Quebec premier asks Trudeau to ban all non-essential travel from Canada
MONTREAL -- Quebec Premier François Legault is asking the Trudeau government to ban all international travel departing from Canada that is not essential, such as people flying to all-inclusive resorts.
He said he has already made the request privately and now Quebec is "waiting" for the federal government to make a decision.
"We are realizing there are some people who are coming back from international travel with the virus," Legault said in a press conference Tuesday.
"I don't want us to experience what we experienced after spring break in March. And I still don't undestand [how] a person decides to go to Punta Cana or to Cancun, in an all-inclusive hotel, given the situation that we're experiencing here in Quebec."
Legault also called on the federal government to enforce people's post-travel quarantine requirement more strictly, and said Quebec is ready to take extra measures on its own if Ottawa doesn't take action.
"It's not enough to have robocalls," he said.
"If we don't get an answer from the federal government, we'll see if we can put in place some measures ourselves in airports in Quebec."
Prime Minister Trudeau sounded a similar note on Tuesday, however, warning travellers that new restrictions could arrive with little notice.
During a French segment of his press conference, the prime minister urged people who have booked trips to cancel them, saying the risk of bringing home the virus is not worth it.
When asked if he foresees problems making this kind of sweeping ban, given people's rights to movement, Legault said that it's already been done to a lesser extent, such as banning incoming flights from the U.K. in order to protect Canada from the new variant of COVID-19.
He said that while it may be difficult to determine exactly what's essential, it's not always hard to see what's definitely non-essential, such as going to a resort.

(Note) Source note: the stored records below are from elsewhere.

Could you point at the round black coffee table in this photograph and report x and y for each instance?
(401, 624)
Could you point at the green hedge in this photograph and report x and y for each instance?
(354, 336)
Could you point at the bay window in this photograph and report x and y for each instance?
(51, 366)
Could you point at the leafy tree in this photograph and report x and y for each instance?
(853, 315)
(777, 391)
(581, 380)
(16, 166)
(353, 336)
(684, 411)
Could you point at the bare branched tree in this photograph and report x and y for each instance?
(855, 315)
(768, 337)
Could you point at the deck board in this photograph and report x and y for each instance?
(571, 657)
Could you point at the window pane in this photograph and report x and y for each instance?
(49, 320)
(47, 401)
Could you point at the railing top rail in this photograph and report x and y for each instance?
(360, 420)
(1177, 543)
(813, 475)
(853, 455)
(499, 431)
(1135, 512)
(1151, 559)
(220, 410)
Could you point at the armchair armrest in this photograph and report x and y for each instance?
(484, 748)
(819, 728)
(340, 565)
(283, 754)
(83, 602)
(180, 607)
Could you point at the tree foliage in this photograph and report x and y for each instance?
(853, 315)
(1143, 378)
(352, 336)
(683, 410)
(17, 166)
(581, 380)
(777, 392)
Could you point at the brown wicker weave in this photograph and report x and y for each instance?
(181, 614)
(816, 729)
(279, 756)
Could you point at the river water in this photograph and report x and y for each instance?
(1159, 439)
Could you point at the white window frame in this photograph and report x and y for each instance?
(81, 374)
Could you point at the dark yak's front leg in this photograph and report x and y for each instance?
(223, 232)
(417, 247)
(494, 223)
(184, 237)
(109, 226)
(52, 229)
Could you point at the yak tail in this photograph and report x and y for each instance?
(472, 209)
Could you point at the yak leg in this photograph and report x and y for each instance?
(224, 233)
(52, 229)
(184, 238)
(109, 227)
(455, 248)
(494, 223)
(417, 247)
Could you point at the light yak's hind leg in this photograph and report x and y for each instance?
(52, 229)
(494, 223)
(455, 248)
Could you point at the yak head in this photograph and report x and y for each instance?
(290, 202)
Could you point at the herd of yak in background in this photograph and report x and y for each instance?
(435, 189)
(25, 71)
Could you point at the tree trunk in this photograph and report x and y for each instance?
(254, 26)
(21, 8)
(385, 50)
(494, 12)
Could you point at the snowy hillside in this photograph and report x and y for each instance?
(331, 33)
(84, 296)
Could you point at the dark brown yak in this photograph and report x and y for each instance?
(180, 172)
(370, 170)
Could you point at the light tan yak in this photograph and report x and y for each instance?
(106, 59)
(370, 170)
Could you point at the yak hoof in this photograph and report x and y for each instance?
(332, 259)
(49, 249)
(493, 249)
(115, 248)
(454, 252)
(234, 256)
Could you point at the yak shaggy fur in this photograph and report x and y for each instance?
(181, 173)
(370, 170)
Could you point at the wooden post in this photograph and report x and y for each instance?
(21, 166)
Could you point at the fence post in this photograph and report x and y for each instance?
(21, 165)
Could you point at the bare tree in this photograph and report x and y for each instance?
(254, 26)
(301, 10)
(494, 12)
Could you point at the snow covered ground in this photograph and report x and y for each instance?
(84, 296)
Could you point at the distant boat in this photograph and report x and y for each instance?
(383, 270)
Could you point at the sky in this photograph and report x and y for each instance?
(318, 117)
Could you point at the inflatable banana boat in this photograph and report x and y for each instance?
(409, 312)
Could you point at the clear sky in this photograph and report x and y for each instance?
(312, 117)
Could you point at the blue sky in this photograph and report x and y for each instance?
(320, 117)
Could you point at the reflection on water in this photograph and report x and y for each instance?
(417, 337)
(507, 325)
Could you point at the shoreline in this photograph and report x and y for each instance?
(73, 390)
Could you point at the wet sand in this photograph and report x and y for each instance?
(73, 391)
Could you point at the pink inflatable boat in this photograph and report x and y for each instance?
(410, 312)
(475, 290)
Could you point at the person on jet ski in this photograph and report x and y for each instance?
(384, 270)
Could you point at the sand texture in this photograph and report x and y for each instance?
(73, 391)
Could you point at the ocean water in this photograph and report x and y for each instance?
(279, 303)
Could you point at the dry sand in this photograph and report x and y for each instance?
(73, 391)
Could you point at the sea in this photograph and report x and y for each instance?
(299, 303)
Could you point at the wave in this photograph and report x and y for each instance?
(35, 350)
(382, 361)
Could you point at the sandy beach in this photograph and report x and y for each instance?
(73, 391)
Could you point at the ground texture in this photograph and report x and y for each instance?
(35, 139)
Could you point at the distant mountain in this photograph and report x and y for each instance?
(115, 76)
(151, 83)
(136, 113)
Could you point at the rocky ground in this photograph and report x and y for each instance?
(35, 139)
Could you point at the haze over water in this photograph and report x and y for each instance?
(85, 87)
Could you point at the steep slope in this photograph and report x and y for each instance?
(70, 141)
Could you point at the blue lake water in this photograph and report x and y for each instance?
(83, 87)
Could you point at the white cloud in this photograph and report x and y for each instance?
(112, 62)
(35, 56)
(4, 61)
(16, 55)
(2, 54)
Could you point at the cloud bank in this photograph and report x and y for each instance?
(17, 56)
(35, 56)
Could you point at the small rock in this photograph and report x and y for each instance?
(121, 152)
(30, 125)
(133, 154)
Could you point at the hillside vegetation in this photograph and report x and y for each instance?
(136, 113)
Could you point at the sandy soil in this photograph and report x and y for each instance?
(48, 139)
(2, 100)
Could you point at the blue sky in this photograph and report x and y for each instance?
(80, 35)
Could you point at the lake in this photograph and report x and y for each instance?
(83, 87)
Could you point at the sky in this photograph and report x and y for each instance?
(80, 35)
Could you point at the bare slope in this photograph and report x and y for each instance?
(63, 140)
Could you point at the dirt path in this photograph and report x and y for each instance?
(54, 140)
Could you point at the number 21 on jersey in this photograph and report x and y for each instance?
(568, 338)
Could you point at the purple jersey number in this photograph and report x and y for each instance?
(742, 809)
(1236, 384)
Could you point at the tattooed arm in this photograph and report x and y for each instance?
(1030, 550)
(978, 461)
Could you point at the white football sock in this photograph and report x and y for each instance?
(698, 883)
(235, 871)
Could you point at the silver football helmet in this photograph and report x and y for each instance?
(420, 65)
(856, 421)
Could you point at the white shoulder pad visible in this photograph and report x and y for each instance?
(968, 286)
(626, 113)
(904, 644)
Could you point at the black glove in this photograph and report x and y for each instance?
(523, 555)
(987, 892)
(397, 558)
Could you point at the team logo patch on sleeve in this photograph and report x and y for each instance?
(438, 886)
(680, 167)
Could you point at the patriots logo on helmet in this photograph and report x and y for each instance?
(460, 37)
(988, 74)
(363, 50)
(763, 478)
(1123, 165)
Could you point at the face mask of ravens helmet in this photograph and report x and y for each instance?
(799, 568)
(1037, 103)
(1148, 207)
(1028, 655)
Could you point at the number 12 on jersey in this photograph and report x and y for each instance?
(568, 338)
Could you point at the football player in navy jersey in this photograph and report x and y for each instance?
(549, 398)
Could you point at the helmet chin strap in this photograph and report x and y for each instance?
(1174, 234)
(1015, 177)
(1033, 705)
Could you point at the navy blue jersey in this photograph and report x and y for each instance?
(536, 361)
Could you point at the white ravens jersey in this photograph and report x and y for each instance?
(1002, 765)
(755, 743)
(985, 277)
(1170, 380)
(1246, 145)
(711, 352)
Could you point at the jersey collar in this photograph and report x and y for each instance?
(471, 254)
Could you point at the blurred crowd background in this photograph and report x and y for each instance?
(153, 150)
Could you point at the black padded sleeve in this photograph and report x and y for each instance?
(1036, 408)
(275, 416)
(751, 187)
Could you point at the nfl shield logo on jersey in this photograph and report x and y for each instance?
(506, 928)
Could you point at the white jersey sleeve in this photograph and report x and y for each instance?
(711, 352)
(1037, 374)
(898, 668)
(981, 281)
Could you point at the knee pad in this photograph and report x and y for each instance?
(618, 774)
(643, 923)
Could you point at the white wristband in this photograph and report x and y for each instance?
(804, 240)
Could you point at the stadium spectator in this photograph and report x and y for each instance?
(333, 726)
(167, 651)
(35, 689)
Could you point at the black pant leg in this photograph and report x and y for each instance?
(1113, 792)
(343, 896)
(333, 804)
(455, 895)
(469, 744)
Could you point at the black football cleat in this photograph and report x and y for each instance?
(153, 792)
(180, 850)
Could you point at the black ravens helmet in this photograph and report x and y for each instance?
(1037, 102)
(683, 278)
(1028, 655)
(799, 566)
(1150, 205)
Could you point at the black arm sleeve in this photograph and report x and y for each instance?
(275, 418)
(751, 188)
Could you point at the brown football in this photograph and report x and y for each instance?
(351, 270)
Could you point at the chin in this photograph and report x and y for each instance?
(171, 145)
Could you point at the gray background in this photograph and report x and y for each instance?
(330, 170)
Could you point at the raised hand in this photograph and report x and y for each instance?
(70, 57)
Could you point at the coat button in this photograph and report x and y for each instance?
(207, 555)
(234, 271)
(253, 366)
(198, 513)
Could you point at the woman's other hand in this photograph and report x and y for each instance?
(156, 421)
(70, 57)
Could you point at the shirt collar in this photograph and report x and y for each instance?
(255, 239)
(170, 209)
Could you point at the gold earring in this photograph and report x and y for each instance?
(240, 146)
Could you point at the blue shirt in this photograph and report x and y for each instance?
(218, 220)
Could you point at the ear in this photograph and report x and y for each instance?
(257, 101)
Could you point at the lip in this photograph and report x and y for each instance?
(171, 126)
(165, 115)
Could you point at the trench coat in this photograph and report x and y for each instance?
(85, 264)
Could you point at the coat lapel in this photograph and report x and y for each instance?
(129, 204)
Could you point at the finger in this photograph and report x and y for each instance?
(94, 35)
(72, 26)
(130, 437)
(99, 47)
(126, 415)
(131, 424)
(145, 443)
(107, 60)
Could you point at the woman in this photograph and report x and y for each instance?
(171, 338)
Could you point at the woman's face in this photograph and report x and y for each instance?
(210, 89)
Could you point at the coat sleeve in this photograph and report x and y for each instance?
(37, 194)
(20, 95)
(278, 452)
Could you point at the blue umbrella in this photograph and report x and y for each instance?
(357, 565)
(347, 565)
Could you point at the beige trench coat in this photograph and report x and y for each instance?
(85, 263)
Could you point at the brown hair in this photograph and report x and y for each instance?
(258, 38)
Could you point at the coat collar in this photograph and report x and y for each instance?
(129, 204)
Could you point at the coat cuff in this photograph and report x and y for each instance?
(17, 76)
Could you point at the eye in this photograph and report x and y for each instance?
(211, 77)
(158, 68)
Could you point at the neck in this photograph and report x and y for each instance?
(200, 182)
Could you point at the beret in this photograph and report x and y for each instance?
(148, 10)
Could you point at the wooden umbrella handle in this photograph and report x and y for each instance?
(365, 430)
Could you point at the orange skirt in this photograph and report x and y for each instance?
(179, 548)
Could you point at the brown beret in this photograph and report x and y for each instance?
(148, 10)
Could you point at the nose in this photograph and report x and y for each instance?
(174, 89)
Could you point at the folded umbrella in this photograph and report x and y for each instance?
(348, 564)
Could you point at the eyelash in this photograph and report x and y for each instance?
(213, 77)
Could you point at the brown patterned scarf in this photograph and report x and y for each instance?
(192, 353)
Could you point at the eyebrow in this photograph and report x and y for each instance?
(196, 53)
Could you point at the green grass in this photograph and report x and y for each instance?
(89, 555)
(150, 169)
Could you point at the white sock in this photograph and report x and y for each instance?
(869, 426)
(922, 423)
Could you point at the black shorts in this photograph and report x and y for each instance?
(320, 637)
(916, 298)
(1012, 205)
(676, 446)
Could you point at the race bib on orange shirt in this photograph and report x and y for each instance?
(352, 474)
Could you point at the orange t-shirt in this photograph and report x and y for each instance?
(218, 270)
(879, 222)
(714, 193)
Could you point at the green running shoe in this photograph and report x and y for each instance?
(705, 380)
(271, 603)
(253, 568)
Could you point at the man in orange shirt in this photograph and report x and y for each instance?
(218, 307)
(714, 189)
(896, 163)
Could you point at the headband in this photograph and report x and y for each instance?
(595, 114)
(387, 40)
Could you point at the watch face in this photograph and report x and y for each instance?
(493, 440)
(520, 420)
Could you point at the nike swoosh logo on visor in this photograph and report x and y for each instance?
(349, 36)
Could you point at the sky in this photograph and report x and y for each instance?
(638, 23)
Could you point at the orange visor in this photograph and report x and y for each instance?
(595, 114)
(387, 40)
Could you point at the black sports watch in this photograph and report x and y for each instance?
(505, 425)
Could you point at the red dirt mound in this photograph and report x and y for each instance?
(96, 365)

"I'm sorry, but that is not essential travel, and there must be a way -- I think it's possible -- to stop these kinds of trips," he said.
"We said to the federal government [that] we're ready to dicuss how. But I feel that Quebecers are fed up, and I am as well, when I see that we're making efforts, and there are people that travel for fun abroad."
Quebec Health Minister Christian Dubé later said that there have been serious talks about how the province can crack down on its own.
"We are in discussions with the minister in charge of public security," he said, about whether Quebec can enforce the Quarantine Act -- a federal law -- with the help of Quebec police forces.
Since the Quarantine Act is federal, if the province wants to give fines under it, it must still find a way to go through the federal government, said Dubé.
Legault said that the province wants several new measures, as well as in-person enforcement on quarantines.
"What I've said is that I would like there to be a better follow-up," he said.
He'd like to see travellers not only provide a recent negative test in order to travel home, as now required by law, but to get "if possible, another test done when they arrive," and then another a week later.
He also wants, for "the people that are supposed to be quarantining, to make sure that somebody goes and knocks on their door to make sure they are home."
He said provincial services of all kinds are already overwhelmed and he would like to see a "federal government team" take charge of this enforcement.
"Obviously I would prefer if the federal government would do all of this," he said. "But given that we are not satisfied with the work that's being done in airports... we can go do a part of the work," he said, while respecting Quebec's jurisdiction.
Legault said that he's particularly worried about travellers bringing the new variants of the virus into Quebec. However, he said he's encouraged by the province's recent daily case counts, which have dropped overall in the last week.
Hospitalizations have stayed steady, so the province's health-care system remains under serious strain, with staff being trained on Quebec's COVID-19 triage protocols that will help them decide who will get lifesaving care if resources become too tight to treat everyone.